Several procedures by utilizing different materials have been recommended to induce root-end barrier formation. Apexification with calcium hydroxide is the most commonly advocated therapy for immature teeth with non-vital pulp and the healing rate has been reported to be high [6]. However, calcium hydroxide apexification technique has a number of disadvantages like prolonged treatment time ranging from 3-24 months [6], require multiple visits for either reapplication of Ca(OH)2 or to check its presence inside the root canal [7]. In addition Andreasen et al., reported that the fracture strength of immature teeth may be reduced by long-term calcium hydroxide treatment [8].

One alternative for calcium hydroxide apexification is a single- step technique by using an artificial apical barrier.
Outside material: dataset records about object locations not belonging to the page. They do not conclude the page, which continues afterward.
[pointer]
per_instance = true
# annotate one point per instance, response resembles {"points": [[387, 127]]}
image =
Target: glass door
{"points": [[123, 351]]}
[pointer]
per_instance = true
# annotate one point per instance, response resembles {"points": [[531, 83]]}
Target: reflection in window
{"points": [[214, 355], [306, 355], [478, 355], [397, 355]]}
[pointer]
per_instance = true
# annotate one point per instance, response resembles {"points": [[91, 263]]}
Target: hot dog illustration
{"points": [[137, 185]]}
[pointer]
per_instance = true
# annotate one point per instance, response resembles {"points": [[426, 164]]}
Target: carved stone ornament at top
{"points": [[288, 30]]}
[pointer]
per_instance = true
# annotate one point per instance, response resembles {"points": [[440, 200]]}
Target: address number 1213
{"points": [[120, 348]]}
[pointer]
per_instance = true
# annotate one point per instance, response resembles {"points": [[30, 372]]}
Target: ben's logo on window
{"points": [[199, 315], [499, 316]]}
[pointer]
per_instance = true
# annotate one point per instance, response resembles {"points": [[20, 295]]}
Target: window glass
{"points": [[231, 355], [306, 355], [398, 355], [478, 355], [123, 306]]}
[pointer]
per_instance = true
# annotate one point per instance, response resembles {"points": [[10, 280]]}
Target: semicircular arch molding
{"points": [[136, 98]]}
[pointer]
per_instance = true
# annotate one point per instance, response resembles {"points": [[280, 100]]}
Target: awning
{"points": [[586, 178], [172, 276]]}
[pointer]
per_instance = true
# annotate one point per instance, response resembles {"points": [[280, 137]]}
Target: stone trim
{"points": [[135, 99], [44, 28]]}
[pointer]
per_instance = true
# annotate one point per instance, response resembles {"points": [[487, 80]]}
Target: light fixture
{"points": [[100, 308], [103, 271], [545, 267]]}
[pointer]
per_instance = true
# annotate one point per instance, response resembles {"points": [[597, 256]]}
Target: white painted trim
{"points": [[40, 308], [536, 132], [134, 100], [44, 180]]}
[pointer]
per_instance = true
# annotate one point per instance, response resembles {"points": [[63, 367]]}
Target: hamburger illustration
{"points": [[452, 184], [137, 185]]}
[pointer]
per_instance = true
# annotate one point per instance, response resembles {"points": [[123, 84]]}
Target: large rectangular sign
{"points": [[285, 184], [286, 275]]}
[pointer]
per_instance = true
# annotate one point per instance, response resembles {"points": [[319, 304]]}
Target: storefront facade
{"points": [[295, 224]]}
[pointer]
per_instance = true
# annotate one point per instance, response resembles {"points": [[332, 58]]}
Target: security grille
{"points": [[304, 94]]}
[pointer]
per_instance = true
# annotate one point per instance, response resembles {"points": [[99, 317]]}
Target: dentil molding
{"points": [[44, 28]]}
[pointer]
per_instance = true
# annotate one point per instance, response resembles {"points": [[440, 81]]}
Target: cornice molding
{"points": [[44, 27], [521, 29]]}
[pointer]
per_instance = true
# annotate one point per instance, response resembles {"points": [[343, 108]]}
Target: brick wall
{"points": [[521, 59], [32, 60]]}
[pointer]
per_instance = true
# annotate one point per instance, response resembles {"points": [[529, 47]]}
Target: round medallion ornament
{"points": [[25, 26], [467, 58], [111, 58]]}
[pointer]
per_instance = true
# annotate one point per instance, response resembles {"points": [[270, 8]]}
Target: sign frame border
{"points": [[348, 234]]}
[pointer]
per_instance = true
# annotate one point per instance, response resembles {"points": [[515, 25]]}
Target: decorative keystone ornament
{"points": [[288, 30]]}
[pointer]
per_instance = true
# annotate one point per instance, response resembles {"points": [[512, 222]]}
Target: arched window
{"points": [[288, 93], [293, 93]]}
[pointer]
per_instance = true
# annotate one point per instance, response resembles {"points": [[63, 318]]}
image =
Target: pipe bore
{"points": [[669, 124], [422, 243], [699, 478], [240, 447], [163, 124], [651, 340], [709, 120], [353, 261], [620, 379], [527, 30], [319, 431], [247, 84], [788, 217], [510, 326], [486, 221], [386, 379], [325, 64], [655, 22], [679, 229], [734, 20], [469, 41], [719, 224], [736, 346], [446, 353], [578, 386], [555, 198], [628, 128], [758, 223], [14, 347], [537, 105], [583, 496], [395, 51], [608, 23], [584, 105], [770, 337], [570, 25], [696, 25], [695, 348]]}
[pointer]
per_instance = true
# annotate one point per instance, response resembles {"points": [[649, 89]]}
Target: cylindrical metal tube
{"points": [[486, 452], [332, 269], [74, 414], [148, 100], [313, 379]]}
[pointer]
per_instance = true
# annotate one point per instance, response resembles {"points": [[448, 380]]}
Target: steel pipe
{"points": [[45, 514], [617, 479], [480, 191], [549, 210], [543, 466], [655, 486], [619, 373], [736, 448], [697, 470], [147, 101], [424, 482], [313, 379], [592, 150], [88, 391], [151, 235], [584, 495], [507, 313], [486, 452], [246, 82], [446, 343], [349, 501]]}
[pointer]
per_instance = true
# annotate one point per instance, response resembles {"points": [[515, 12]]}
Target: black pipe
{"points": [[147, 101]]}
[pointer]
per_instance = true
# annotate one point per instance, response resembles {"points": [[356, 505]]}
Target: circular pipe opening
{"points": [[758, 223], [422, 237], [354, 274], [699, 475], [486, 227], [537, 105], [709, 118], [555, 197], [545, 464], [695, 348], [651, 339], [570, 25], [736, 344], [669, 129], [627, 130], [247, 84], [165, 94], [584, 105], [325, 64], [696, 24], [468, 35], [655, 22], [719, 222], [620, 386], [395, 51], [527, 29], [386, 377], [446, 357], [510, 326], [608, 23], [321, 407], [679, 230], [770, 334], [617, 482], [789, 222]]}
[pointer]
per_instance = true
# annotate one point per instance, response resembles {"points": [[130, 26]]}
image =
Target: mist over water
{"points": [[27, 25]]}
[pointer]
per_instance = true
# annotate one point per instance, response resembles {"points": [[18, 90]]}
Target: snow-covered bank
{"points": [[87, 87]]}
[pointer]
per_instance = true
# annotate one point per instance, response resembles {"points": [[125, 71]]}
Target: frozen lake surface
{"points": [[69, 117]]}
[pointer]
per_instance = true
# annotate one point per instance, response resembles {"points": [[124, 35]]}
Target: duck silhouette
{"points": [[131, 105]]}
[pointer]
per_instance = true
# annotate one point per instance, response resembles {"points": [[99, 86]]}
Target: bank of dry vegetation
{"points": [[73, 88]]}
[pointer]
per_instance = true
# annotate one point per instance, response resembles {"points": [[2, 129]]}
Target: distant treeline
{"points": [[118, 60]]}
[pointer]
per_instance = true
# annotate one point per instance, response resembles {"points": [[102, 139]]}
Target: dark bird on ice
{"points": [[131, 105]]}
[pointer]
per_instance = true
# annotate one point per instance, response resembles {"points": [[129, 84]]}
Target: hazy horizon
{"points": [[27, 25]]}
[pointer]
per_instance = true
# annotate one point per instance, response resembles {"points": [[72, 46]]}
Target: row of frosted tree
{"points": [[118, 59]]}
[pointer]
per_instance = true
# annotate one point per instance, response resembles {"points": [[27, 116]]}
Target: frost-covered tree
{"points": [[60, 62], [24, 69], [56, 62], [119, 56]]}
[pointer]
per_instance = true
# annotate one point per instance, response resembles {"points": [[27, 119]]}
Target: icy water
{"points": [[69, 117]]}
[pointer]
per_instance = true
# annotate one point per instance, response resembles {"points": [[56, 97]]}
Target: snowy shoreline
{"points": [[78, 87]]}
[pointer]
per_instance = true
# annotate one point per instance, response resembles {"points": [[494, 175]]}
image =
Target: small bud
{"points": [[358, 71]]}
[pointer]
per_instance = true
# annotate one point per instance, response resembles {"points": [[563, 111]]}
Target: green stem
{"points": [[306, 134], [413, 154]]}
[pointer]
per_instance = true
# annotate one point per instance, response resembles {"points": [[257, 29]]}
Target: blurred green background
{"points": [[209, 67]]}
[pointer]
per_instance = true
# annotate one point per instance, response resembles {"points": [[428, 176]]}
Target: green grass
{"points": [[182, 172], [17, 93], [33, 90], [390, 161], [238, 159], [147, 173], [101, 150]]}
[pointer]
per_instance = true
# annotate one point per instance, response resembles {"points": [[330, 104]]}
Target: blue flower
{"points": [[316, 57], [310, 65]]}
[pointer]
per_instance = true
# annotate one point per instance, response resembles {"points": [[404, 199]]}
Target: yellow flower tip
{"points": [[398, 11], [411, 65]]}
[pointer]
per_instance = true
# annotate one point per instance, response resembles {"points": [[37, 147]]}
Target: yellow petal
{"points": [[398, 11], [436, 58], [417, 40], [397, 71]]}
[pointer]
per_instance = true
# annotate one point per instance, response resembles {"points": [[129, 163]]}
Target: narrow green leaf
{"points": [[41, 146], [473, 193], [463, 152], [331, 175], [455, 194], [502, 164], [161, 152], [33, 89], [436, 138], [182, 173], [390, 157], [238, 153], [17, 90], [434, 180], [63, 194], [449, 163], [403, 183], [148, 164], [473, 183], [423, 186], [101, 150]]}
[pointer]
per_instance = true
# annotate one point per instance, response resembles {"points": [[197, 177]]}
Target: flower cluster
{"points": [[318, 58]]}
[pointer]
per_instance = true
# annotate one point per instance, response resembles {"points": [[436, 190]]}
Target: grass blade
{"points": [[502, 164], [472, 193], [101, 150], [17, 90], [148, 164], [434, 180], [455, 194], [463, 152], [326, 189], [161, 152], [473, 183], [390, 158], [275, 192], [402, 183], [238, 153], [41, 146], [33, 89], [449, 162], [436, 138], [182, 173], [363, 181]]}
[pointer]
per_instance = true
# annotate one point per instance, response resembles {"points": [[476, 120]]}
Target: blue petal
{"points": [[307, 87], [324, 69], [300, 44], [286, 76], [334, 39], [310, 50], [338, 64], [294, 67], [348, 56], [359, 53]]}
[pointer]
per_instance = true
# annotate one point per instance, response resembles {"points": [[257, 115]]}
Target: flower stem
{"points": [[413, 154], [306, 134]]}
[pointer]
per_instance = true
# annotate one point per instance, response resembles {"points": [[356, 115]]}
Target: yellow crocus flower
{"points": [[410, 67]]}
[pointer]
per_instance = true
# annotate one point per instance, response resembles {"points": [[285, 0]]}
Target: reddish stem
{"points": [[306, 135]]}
The one-visit apexification has been described as the non-surgical compaction of a biocompatible material into the apical end of the root canal, thus, creating an apical stop and enabling immediate filling of the root canal [8].

A number of materials have been proposed for this purpose including tri-calcium phosphate, freeze dried bone, freeze dried dentin, collagen calcium phosphate [9]. Over the last decade, MTA has been researched extensively and has been suggested as a preferred material for one-visit apexification. Felippe WT et al (2006) reported that MTA, when applied as an apical plug favoured apexification and peri-apical healing, regardless of the prior use of calcium hydroxide paste [10].

The major limitation in this apexification technique is the duration of the therapy which ranges from 3-21 months. The duration depends 292on factors such as size of the apical opening, the traumatic displacement of the tooth and the repositioning methods used [11].

A permanent treatment plug is preferable to limit reinfection that could cause apical periodontitis and inhibit canal closure. The importance of the coronal seal was shown by Tronstad L et al., who found the highest success rate in teeth diagnosed with good endodontics and good coronal restorations. The rate dropped by 10% in teeth with good endodontics and poor restorations and in teeth with poor endodontics and good restorations, the success rate dropped even further [12].

With the MTA apical plug technique, one-step obturation after short canal disinfection with calcium hydroxide could be performed. The MTA mixture created artificial stop to the filling material. MTA has good sealing ability, good marginal adaptation, a high degree of biocompatibility and reasonable setting time. MTA can be used in the presence of moisture in the root canal [13]. Witherspoon and Ham K asserted that MTA provides scaffolding for the formation of hard tissue and the potential of a better biological seal [14].

In the present case, apexification was done by using both calcium hydroxide in 21 and MTA in 11. Both the teeth showed healing but healing was more complete in the tooth treated with MTA. One peculiar finding observed with MTA was the formation of root apex. There are a number of reports of continued apical development in spite of a necrotic pulp. Yang SF et al., reported a case in which apical barrier formation was accompanied by a separate disto-apically growing root [15]. Similarly Soares J et al., reported a case of calcium hydroxide apexification associated with apical root development. The reason of root development was stated to be the reactivation of Hertwig’s epithelial root sheath remnants which in turn promoted the root formation genetically programmed for that tooth [16].

Both clinical and radiographic follow ups in the present case showed healing of periapical tissues but more complete healing with MTA.

Conclusion

MTA apical plug method is an effective and a successful method of apexification because of the less treatment time required, fewer number of appointments and radiographs and better fracture resistance after the treatment of non-vital immature permanent teeth.